Seven hours passed before they finally told him I was ok.
He told me that they explained to him that I had developed anemia sometime after my initial blood tests, and right before my surgery. Now, they do a blood test before surgery, just to make sure. Apparently the lab tech had not gotten to my blood sample in time, and they had gone ahead with my surgery anyway.
So because I was anemic, my blood was not able to clot properly when they started cutting me open. I began to hemorrhage, and there was a scramble to keep me from bleeding to death. Unfortunately for me, the faulty genetics I had been gifted also seems to extent to other areas of my body. Every time they put in a needle, a vein would explode. They ended up having to go through my femoral artery. I then needed to be resuscitated, as it seems my body was just hell bent on not having a good day.
So my surgery lasted four hours longer than it should have, and I woke up covered in bruises (that really freaking hurt). I would also later develop arrhythmia from the anesthesia, and just not stop vomiting on everything and everyone. Also, do not recommend.
Because of the complications and my bad reactions to his, I actually spent five days in the hospital. I was very grateful to get through the experience with what I felt like was only a small amount of bad.
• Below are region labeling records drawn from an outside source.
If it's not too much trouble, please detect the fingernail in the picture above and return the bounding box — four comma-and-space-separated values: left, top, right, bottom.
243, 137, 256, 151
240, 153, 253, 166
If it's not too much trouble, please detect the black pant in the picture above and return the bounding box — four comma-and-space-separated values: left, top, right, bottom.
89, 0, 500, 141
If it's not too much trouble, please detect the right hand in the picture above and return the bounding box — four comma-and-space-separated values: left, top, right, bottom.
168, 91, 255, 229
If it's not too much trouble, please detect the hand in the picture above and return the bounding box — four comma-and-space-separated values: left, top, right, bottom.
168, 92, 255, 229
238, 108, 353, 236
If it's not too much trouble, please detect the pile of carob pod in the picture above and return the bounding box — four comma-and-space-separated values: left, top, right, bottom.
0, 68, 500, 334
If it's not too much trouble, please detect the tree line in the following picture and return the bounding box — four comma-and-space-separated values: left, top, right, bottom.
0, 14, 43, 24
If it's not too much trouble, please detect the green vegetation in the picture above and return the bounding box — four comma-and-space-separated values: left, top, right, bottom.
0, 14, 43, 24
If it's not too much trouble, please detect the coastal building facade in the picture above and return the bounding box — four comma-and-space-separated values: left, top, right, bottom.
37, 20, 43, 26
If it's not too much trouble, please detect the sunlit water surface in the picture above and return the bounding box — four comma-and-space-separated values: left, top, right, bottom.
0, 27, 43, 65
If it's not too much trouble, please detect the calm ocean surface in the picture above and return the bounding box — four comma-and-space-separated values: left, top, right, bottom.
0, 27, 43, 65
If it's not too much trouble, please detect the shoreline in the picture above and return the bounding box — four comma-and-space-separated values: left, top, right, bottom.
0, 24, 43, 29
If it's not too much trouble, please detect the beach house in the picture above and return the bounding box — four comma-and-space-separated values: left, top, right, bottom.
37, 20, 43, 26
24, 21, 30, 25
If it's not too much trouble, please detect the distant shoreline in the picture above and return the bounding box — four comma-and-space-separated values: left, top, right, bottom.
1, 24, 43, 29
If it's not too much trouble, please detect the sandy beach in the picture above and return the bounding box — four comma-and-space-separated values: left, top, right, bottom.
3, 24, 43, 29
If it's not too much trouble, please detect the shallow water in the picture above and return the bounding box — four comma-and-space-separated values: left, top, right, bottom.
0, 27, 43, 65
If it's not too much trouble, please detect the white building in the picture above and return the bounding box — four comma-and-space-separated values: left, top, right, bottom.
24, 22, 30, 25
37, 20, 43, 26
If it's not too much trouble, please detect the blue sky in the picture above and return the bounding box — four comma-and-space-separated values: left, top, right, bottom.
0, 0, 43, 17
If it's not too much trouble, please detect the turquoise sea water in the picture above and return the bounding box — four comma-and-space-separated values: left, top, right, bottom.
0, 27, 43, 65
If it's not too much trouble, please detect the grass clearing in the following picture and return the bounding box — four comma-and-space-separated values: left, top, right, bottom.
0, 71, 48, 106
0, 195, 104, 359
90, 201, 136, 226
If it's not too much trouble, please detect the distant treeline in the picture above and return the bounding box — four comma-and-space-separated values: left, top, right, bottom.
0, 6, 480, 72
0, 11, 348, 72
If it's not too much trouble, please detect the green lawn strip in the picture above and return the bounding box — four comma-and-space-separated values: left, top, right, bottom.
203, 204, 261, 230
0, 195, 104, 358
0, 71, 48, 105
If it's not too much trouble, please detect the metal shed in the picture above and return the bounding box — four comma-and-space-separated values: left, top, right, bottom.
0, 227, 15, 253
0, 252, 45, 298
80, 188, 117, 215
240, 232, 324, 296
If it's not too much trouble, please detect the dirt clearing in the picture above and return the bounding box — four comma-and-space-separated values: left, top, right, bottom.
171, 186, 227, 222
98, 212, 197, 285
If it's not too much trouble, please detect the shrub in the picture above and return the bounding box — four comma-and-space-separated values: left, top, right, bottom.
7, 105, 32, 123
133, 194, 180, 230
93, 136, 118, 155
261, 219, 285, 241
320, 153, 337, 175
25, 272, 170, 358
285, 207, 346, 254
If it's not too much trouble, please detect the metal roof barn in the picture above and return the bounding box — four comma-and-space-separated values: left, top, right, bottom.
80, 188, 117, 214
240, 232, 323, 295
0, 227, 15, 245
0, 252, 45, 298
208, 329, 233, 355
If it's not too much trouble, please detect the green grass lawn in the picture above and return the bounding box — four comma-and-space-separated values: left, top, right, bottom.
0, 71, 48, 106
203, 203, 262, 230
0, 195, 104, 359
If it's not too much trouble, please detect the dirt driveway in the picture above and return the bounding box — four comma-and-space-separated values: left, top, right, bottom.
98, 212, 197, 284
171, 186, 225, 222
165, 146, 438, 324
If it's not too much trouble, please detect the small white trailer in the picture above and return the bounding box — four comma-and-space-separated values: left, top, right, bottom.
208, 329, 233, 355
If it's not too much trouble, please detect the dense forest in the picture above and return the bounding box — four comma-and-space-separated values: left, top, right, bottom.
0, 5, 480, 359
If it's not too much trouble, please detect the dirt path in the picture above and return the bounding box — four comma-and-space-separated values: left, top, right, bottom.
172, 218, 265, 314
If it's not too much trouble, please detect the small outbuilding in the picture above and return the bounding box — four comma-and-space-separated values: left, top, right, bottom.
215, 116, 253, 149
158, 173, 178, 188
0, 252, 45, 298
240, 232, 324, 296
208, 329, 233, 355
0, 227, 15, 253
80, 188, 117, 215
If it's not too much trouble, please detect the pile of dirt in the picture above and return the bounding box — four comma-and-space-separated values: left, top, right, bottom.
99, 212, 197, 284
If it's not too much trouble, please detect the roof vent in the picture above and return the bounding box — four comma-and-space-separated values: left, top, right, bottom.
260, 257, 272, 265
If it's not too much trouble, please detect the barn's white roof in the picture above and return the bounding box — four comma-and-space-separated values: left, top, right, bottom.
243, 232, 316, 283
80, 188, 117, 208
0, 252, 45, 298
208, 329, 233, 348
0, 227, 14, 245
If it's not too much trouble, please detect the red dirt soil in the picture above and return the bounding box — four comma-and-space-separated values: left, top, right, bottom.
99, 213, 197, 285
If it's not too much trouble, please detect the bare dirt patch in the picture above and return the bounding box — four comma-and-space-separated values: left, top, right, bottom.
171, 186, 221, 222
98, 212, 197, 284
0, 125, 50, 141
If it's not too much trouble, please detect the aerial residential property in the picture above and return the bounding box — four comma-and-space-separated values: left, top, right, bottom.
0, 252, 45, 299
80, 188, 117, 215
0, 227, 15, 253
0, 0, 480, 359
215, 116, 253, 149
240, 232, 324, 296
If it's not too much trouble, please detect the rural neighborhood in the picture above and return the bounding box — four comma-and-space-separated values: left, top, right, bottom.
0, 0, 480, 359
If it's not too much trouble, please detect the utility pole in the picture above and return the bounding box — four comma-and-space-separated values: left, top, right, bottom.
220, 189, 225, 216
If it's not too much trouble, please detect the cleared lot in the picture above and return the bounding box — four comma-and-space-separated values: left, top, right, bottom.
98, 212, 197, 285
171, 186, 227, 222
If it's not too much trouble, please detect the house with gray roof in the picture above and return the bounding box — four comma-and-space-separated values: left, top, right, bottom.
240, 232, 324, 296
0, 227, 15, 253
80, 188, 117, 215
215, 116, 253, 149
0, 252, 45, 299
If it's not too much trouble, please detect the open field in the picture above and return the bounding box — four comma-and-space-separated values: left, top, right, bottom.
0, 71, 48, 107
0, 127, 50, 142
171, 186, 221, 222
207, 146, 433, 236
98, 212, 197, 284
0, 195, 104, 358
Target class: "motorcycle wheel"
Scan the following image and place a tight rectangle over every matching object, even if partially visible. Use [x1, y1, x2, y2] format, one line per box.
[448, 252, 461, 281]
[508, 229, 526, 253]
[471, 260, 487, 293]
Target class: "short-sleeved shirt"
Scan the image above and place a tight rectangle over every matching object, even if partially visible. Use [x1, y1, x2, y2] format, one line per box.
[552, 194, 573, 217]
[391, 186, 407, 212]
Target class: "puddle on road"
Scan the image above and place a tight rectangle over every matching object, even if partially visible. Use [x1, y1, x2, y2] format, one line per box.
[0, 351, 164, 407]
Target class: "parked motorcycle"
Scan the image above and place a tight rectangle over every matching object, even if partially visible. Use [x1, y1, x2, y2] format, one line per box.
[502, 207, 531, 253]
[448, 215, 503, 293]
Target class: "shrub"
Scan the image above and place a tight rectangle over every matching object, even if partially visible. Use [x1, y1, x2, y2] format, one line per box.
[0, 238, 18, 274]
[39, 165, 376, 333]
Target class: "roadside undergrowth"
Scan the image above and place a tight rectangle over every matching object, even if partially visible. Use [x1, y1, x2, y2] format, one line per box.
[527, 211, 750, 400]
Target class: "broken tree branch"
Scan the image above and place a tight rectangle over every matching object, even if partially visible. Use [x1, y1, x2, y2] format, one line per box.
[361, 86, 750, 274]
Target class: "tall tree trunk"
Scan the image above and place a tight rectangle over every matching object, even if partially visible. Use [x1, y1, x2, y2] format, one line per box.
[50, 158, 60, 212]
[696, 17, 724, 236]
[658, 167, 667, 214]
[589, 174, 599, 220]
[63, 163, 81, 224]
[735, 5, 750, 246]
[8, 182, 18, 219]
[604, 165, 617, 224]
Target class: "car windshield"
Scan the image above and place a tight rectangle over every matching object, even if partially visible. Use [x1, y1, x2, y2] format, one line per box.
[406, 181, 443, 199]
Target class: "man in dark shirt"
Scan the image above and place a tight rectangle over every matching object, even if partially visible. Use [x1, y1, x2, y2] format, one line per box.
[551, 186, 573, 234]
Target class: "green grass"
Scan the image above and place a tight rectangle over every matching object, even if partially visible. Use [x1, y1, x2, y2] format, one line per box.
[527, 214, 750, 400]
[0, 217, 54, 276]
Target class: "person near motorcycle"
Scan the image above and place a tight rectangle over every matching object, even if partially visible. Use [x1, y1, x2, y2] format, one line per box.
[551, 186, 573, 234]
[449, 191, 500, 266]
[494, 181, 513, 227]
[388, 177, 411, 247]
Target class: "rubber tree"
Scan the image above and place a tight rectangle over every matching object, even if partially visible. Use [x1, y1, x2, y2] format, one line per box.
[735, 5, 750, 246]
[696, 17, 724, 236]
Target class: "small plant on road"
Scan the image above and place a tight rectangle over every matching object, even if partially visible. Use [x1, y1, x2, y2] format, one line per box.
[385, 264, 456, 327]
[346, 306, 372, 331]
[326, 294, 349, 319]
Because goodness knows it could have gone so much worse.
Your definition of fear changes when you go through something like this. Before this, I was afraid of so many things I find boring now. I think I understand myself a little bit better. I trust myself a lot more. I don’t want to live in a way that would make me regret, if I didn’t come out of that room. Not in the ways that matter.
So thank you to Dr. Barth Green, and his surgical team. They kept me alive that day, and my brain is working much better for now. And thank you to the wonderful nurses who took care of me when I was at my most vulnerable. And to my husband. Who spent five days sleeping on a hospital room sofa and woke up at 2am to be vomited on. I couldn’t have mad it through any of that without all of them. I’ll keep striving to do my best because you all did your best for me.